Uncovered a potential database corruption problem which could cause texts to become unreachable on the site. Added code to automatically repair this condition.

More work on autocomplete - this turned out to tie into language selection as well, and also a new way of doing dropdowns for selections. Over time the number of languages hosted on Sutta Central has positively proliferated, this has caused some issues with the interface especially on small screens and as of now no work had been done on discoverability of translations secreted away in obscure corners of the site.

Although full interface localization is not yet in the pipeline it will be possible to select a ‘translation language’ which will customize pages, making links to translations in the selected language appear prominently, and it is clear at a glance which divisions actually contain translations in the chosen language.

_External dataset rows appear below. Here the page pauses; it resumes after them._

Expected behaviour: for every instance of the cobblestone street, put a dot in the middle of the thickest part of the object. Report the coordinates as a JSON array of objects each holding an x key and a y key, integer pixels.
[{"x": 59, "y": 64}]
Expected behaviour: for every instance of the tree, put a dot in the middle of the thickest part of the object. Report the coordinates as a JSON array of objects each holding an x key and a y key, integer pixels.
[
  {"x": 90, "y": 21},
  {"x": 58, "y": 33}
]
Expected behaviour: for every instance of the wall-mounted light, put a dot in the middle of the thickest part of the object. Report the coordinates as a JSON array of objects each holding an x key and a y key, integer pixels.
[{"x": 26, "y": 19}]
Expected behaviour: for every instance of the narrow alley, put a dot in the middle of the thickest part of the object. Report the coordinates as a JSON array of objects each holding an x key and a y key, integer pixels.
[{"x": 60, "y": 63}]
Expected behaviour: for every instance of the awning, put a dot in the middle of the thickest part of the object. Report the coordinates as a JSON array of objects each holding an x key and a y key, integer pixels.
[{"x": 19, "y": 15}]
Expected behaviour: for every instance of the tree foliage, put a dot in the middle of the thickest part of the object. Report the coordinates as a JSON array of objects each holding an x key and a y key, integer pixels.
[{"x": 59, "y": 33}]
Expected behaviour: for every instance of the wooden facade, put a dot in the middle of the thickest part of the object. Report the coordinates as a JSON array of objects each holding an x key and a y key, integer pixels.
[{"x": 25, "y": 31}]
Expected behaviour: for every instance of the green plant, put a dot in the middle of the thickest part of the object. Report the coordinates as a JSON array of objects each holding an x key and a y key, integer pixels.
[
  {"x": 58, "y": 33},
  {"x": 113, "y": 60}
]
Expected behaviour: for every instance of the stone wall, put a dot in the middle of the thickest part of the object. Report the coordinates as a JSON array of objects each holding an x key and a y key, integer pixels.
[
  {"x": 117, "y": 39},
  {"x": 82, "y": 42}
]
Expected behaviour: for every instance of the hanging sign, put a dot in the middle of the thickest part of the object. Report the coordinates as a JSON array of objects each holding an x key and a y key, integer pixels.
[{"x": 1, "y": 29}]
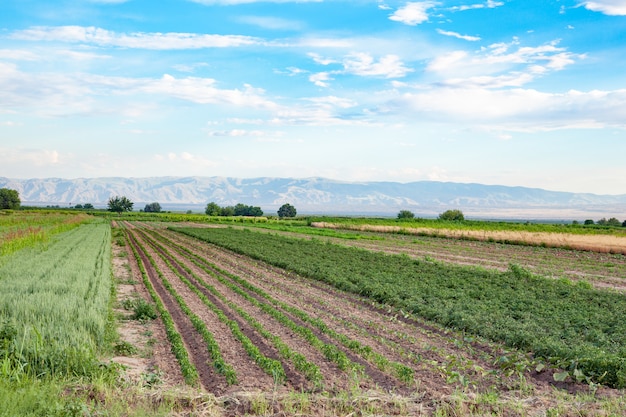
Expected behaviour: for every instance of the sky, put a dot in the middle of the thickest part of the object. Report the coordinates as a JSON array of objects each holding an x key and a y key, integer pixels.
[{"x": 512, "y": 92}]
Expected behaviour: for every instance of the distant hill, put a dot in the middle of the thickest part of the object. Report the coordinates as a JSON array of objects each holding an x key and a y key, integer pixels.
[{"x": 319, "y": 195}]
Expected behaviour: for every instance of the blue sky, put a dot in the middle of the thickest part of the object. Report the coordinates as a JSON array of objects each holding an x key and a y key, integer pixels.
[{"x": 511, "y": 92}]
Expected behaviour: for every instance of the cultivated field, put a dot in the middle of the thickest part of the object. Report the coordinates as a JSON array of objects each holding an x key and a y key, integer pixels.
[
  {"x": 219, "y": 321},
  {"x": 248, "y": 327}
]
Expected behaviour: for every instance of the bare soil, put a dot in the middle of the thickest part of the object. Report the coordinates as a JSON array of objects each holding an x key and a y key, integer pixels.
[{"x": 444, "y": 363}]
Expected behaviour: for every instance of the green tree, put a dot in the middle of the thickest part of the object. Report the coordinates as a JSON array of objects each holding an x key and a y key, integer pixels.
[
  {"x": 405, "y": 214},
  {"x": 452, "y": 215},
  {"x": 152, "y": 208},
  {"x": 9, "y": 199},
  {"x": 213, "y": 209},
  {"x": 227, "y": 211},
  {"x": 287, "y": 210},
  {"x": 119, "y": 204},
  {"x": 613, "y": 222}
]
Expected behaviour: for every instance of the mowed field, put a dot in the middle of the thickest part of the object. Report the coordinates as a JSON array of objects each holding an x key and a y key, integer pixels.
[{"x": 273, "y": 333}]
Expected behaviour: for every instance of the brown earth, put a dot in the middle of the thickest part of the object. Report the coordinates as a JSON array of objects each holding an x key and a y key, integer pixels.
[{"x": 444, "y": 363}]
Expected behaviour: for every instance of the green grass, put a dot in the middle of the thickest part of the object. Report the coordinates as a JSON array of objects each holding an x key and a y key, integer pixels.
[
  {"x": 22, "y": 229},
  {"x": 575, "y": 327},
  {"x": 54, "y": 304}
]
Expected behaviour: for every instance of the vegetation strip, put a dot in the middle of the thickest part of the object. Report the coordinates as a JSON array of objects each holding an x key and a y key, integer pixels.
[
  {"x": 189, "y": 371},
  {"x": 399, "y": 370},
  {"x": 573, "y": 327},
  {"x": 213, "y": 348},
  {"x": 271, "y": 366},
  {"x": 54, "y": 305},
  {"x": 310, "y": 370}
]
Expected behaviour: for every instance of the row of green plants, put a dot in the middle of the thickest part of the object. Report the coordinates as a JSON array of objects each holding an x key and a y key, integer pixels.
[
  {"x": 309, "y": 369},
  {"x": 277, "y": 310},
  {"x": 270, "y": 366},
  {"x": 26, "y": 228},
  {"x": 212, "y": 346},
  {"x": 481, "y": 225},
  {"x": 188, "y": 370},
  {"x": 573, "y": 327},
  {"x": 55, "y": 305}
]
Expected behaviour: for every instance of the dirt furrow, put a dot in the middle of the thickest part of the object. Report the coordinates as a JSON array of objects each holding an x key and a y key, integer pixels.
[
  {"x": 345, "y": 312},
  {"x": 334, "y": 378},
  {"x": 193, "y": 341},
  {"x": 249, "y": 375}
]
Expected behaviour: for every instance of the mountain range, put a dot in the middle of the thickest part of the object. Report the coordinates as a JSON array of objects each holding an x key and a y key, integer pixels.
[{"x": 320, "y": 195}]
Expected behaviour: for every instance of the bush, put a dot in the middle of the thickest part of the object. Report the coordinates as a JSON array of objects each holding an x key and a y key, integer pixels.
[{"x": 452, "y": 215}]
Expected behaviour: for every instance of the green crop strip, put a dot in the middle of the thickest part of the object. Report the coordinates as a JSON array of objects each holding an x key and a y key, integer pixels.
[
  {"x": 54, "y": 305},
  {"x": 331, "y": 352},
  {"x": 310, "y": 370},
  {"x": 188, "y": 370},
  {"x": 270, "y": 366},
  {"x": 576, "y": 328}
]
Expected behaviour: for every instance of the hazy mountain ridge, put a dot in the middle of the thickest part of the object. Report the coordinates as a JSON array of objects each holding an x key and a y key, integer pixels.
[{"x": 311, "y": 194}]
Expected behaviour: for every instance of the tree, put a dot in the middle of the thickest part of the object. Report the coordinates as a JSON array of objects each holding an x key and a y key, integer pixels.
[
  {"x": 405, "y": 214},
  {"x": 227, "y": 211},
  {"x": 452, "y": 215},
  {"x": 287, "y": 210},
  {"x": 120, "y": 204},
  {"x": 152, "y": 208},
  {"x": 613, "y": 222},
  {"x": 213, "y": 209},
  {"x": 9, "y": 199}
]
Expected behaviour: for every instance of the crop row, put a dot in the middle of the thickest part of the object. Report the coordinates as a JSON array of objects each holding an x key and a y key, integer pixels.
[
  {"x": 54, "y": 304},
  {"x": 287, "y": 316},
  {"x": 574, "y": 327}
]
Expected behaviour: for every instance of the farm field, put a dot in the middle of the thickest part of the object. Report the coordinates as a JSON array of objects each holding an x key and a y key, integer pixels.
[
  {"x": 272, "y": 333},
  {"x": 204, "y": 330},
  {"x": 600, "y": 269}
]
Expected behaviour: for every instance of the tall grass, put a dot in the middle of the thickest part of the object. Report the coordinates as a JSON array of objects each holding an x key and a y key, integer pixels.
[
  {"x": 54, "y": 303},
  {"x": 22, "y": 229}
]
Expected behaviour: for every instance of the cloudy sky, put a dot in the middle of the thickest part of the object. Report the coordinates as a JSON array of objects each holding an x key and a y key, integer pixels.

This will be of benefit both to english users and bilingual users and improve discoverability of translations in the less well known collections.
Some of these features are usable right now on

Also investigated methods for two way integration with, for suttacentral, where is this text being talked about? For discourse, automatic generation of links to suttacentral.


Latest Updates:

Firstly, the translation language chooser is working now. The site will remember your choice of language and make it easier to find translations in that language. This should also be a big improvement for the mobile interface. As a part of this we also have our first true localized strings, in the divisions menu in the header, if a division has translations in your chosen language, it is bolded. The title string is localized and correctly pluralized, so it won’t say ‘1 translations in english’, and also shouldn’t in other languages. Of course at the moment we are using google translated strings but if it’s stuffed up we can blame google :).

Search suggestions now function, hopefully making it easier to find suttas by title. The suggestion database is basically sutta and translation titles, and pali terms in the dictionary.

I also, after extensive debugging, stomped an issue which was causing stability problems, causing the site to occasionally become slow and unresponsive.

All sounds good. And we’re now hotlinking suttas like this MN3 or even this en/dn6. I am unreasonably excited.